Most people think small when they think of rock gardens—miniature plants in confined spaces.  Leonard J. Buck (1894-1974) was not one of those people.  Buck, who made a fortune importing and exporting metal ores, created a thirty-three acre rock garden at his estate in Far Hills, New Jersey.  Buck has been gone for forty years, but his garden lives on, now under the aegis of the Somerset County Parks Commission.

Buck began his personal horticultural adventure in the nineteen thirties, acquiring a north central New Jersey property known as “Moggy Hollow.”  The Hollow was actually a stream valley, surrounded by rocky outcroppings, some of them substantial.  Buck, who had an interest in gardens and served on the Board of Governors of the New York Botanical Garden in the Bronx, enlisted a Swiss landscape architect, Xenon Schreiber, to help transform the property into a woodland rock garden, showcasing unusual plants.  Schreiber was a young man at the time. He went on to an illustrious career and years later, in the nineteen sixties, designed a similar woodland/garden at the Birmingham Botanical Garden in Alabama.

Buck was trained as an engineer and, because he was in the metal ore business, was no stranger to blasting.  To achieve his garden vision, he blasted away certain areas of Moggy Hollow to reveal even more outcroppings.  The blasting was so intense that at one point, Buck’s wife, Helen, joked that divorce would ensue if it did not stop.  The marriage stayed together, but Buck named one of his more prominent rock outcroppings “Reno Rock” to commemorate Mrs. Buck’s threat to put all the blasting behind and run off to Reno, Nevada, America’s divorce capital.

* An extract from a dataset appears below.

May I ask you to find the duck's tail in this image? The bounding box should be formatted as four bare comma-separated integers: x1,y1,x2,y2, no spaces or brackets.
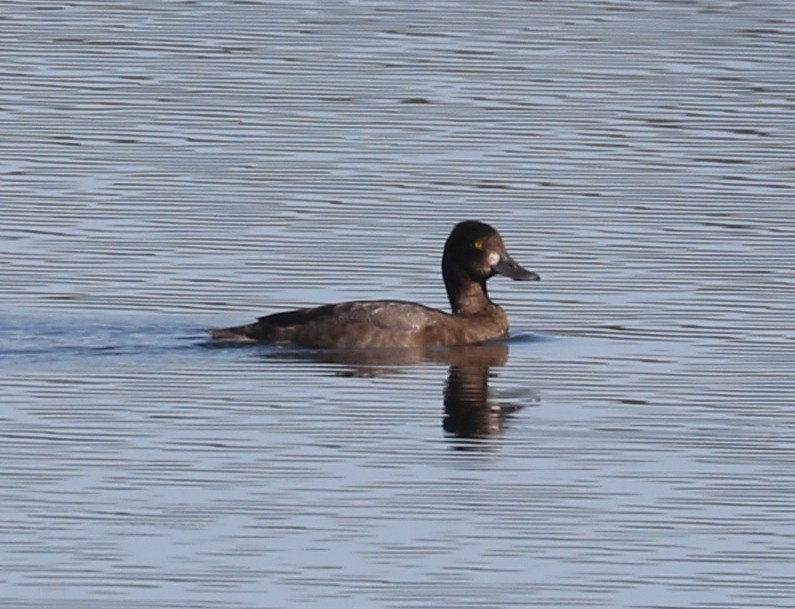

Leonard Buck named many of the outcroppings in his garden and you can still see those names chiseled into rocks by the outcroppings.  My daughter and I visited the Buck Garden on a rainy summer day.  We had no human company, though we saw and heard lots of healthy frogs, who serenaded us with their twanging cries.  The ground was a little soggy in spots, especially near the meandering stream, but there was much to see. Trails wind up, down and around the outcroppings.  Plantings have been simplified since Buck’s time, but the rock gardens are still filled with interesting alpine perennials and shrubs.  Elsewhere mature trees, flowering shrubs and shade-loving perennials fill garden spaces.  Arts and Crafts-style birdhouses, benches and bridges also dot the property.  I am sure these structures have been replaced, rebuilt or refurbished since Buck’s time, but Xenon Schreiber seems to have specialized in Arts and Crafts landscaping, so perhaps they are original in spirit, if not in fact.

Spring is peak time for the Buck garden, but there was still plenty to see in summer.  In the flat “Kennel Field” area, pink and white-flowered forms of sweet-smelling pepperbush—Clethra alnifolia—were blooming.  So was Joe Pye-weed—Eupatorium purpureum—which would have been a butterfly attraction, had it not been raining so hard.

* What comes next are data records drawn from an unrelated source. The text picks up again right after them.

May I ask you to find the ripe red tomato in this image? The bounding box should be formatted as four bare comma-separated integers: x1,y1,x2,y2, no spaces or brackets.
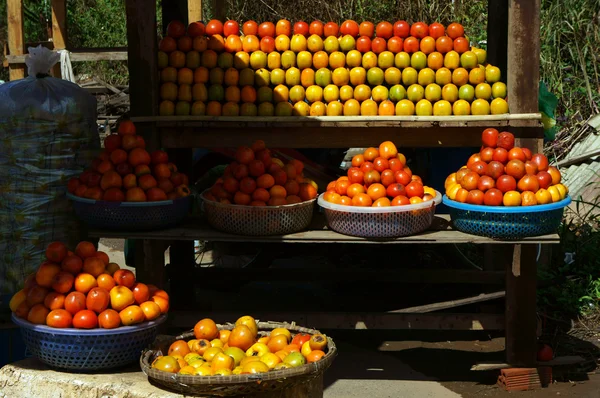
394,21,410,39
410,22,429,39
206,19,223,36
73,310,98,329
375,21,394,40
496,131,515,151
223,19,240,37
358,21,375,38
340,19,358,37
46,309,73,328
294,21,309,36
481,128,499,148
483,188,504,206
496,174,517,194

The pink spires of dwarf astilbe bloomed in some of the rock gardens, as did various cranesbills and hostas.  Dwarf or alpine forms of azaleas, pines and hemlocks sprouted from the rocky soil or anchored the alpine troughs of various shapes that were placed throughout the landscape. The small azaleas and rhododendrons echoed the larger species that dotted the hillsides above the stream and kennel field.  I made a mental note to come back in the spring and see them.

The wet stream bank was home to several impressive rose mallows, kin to the hardy hibiscus blooming in backyard gardens right now.  In several spots we also saw the scarlet spikes of red lobelia—Lobelia cardinalis—that popped up like exclamation points.  In a few weeks goldenrod and Japanese anemone will hold forth in several garden areas.

Seeing a place like the Buck Garden on a dark day in pouring rain is a unique experience.  Some features are softened, while others are made more mysterious.  If you wear waterproof footwear and don’t mind getting wet, it is magical.  Still, the combination of nooks and crannies, tall trees and enormous rocks, natural walls and moving water is impressive any time.

According to Buck’s obituary, the Moggy Hollow property was not the only garden he created.  Allwood Plantation, the Buck’s winter home near Thomasville, Georgia, also contained a grand garden, which Buck reportedly transformed “from a cabbage farm into a showplace.”  When he wasn’t blasting out rocks or obliterating cabbages to create dynamic landscapes, Buck also bred award winning harness horses and cocker spaniels.  He was a man of many talents and his vision still echoes from one rock ledge to another at the Leonard J. Buck garden.